Technically yes, but it wastes product. UV radiation destroys unstabilized free chlorine within minutes of direct sun exposure. Shocking midday means a significant portion of the chlorine degrades before it can sanitize. Shock at dusk or after sunset for maximum effectiveness. If algae is severe and you’re running SLAM, liquid chlorine (stabilized doses to maintain SLAM level) can be added any time, the continuous re-dosing accounts for UV loss.

What happens if I add too much shock?

High chlorine levels (above 10 ppm) can bleach vinyl liners, irritate skin and eyes, and temporarily drive pH up.
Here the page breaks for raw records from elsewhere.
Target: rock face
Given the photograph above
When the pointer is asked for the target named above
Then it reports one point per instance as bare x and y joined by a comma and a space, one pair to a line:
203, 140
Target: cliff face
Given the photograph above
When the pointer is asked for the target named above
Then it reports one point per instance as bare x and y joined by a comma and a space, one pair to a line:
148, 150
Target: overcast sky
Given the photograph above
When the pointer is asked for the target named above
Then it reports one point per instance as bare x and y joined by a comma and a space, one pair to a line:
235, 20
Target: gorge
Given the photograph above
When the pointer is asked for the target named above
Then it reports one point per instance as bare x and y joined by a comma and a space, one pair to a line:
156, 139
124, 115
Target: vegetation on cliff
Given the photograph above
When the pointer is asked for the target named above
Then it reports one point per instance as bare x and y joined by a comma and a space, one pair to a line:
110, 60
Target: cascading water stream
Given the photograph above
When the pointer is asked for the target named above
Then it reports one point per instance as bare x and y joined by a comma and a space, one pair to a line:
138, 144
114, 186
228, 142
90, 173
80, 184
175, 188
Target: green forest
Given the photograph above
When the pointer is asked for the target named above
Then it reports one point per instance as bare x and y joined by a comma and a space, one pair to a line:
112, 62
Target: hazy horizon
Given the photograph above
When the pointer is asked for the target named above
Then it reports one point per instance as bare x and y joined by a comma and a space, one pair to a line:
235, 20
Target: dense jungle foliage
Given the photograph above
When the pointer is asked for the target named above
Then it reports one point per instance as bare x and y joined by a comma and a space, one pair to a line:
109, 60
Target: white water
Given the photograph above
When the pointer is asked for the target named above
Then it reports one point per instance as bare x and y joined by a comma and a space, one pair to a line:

If you massively overdose, the fix is time and sunlight, run the pump and let UV naturally degrade the chlorine, or add a chlorine neutralizer (sodium thiosulfate) in small doses. Test frequently. For most pools, adding 2x the recommended dose is not dangerous, the water just needs more time before swimming.

How often should I shock my pool?

Pool shock when a trigger event occurs: CC above 0.5 ppm on test, visible algae, after heavy bather load, at opening, and at closing. Routine weekly shocking is not necessary if free chlorine is maintained at the correct level for your CYA daily. The weekly shock advice from pool stores is driven by tablet-based maintenance routines that don’t actually keep FC at target, if you’re testing and dosing properly, shock on demand rather than on schedule.

Can I use shock to treat green pool water?

Yes, but standard dosing is usually not enough for serious algae. Green water requires hitting 30 ppm FC (the algae treatment dose in the table above) or running the full SLAM process if the algae is entrenched. Standard maintenance shock at 10 ppm FC rarely kills algae, it just temporarily suppresses it. Always brush the pool walls before and during algae treatment to break up the biofilm protecting algae colonies.